But when I want my regular stuff, because I used to be super busy and traveling everywhere, and I didn’t have time for downtime, and I needed to get in and out, I needed to trust my result was going to be good. When you find a good spot in your neighborhood where they’ll take you on Saturday, they’ll take you at night. They’re pleasant, when the meeting is at 12, it’s a 12 not 12:20. There’s a lot to be said and I’m getting as good of a result with them probably better because they inject all day, whereas a plastic surgeon probably might not. I’m just saying there’s a reason they became popular. I know a lot of surgeons were angry about it thinking how dare they but I think you opened it up for the world because you didn’t want to work with these patients, you thought they were more of a bother to you but somebody saw that in the marketplace. That’s what the patient wants, I give them some of my money and it spreads around.
Alex Thiersch, JD:
That’s a great point. The plastic surgeons were the ones who launched this because they were delegating to RNs to do the injectables. And then you had this kind of generation of injectors who are non-physicians and had non-core positions, so non-surgeons coming into the marketplace as well. But what you said was important, whenever I talked to whether it’s one of our boot camps that we’re doing, or I’m just consulting with someone that’s, if you’re a surgeon, you can’t run your Med Spa, like your surgical practice, if you run it in the same way, you’re going to fail, because it’s a very different business model. There are the things you mentioned, like being on time, managing a high amount of patient inflow, and being able to time it the right way.
Because you don’t have surgery, you’re having people come in and out of all those things, it becomes such a different business. And I have seen the physicians who can kind of step aside and let someone with business skills, pick up the ball and run the business part. Those are the most successful ones because you’ve got much lower margins, the cost of services you’re providing is lower than surgery so you’re not accepting insurance most of the time. You’re operating as a retail center for most people, but in some ways it’s true. People are coming in, they’re buying services from you, and they’re leaving and you’ve got to have your act together, to be on point with all of your numbers, and with everything. Otherwise, you’re going to get up over your skis and you’re going to spend and not make enough money to survive which we see all the time.
Catherine Maley, MBA:
Do you have any advice for doctors who are approached by nurses or projectors and they say, oh, I’ve got a great deal for you? You’d be my director, and it goes all haywire. It’s like the agreements are real murky, like, who’s going to do, what are we doing? And do you find any like? I’m sure surgeons ask you this all the time, what’s a good scenario for them to partner with nurses, and when is it?
Alex Thiersch, JD:
It’s tough and you mentioned non-core physicians kind of, that’s true, because sometimes they’ll come in and have the same question here. The problem you’re going to run into deals, one is with ownership. Every state has various ownership laws as far as who can own the medical practice and some states don’t even allow nurses to own it. You’ve got to be careful with how they’re set up. Most of the time, they have no idea if they’re going in correctly or incorrectly. That’s you a lesser thing but the bigger issue it comes with, you want to make sure you’re partnering with someone you’re comfortable with that has a head on their shoulders, is experienced, has enough training, and you as the doctor are responsible for ensuring the person is trained.
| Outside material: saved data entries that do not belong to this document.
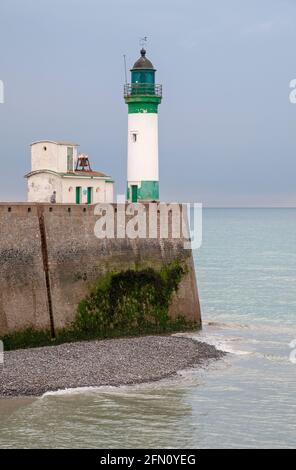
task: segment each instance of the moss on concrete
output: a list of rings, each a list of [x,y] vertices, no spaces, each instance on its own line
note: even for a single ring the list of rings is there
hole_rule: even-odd
[[[33,328],[2,338],[5,350],[61,344],[69,341],[163,334],[192,329],[182,316],[172,320],[172,295],[186,274],[185,264],[174,261],[160,269],[144,267],[111,272],[100,277],[78,305],[74,322],[56,331]]]
[[[74,328],[108,335],[117,331],[165,331],[171,323],[169,305],[185,268],[175,261],[159,271],[152,268],[109,273],[78,306]]]

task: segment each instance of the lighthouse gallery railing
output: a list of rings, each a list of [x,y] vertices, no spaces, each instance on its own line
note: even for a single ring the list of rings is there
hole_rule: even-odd
[[[150,83],[127,83],[124,85],[124,96],[153,95],[162,97],[162,85]]]

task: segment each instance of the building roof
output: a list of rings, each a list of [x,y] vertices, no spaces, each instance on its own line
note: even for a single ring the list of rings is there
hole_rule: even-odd
[[[144,70],[155,70],[152,62],[146,57],[146,50],[141,49],[141,57],[134,63],[132,70],[144,69]]]
[[[101,173],[100,171],[87,171],[87,170],[75,170],[75,171],[70,171],[69,173],[61,173],[63,176],[78,176],[80,177],[104,177],[104,178],[109,178],[109,176],[105,175],[105,173]]]
[[[61,178],[86,178],[86,179],[103,179],[105,181],[112,181],[111,176],[105,175],[105,173],[101,173],[99,171],[72,171],[69,173],[58,173],[57,171],[54,170],[48,170],[48,169],[41,169],[41,170],[35,170],[35,171],[30,171],[25,175],[25,178],[29,178],[30,176],[37,175],[40,173],[51,173],[56,176],[59,176]]]
[[[68,145],[71,147],[79,147],[79,144],[75,144],[74,142],[68,142],[68,141],[63,141],[63,140],[36,140],[35,142],[31,143],[31,146],[35,144],[45,144],[45,143],[56,144],[56,145]]]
One of the things that gets a little murky as the Med Spa industry has grown up is you’ll have an RN come and say hey, I’ve got this huge clientele I want you to do, you don’t have to do anything. I’ll give you a check every month and you collect and you can make your car payment or whatever. That’s dangerous because those patients are don’t belong to the RN, they belong to the doctor, he is the one who establishes the physician-patient relationship. The doctor is the one who has to diagnose, create the treatment plan, do the prescriptions, things like that. You can’t be an absentee landlord, you have to be involved. This goes from ensuring the people who are providing the services are qualified, it’s the most important thing because if you have someone who’s not qualified, and they injure somebody with an injection, I promise you the argument, I didn’t know they were not qualified is not going to work before the medical board, they expect you as the physician to understand what is going on at your facility.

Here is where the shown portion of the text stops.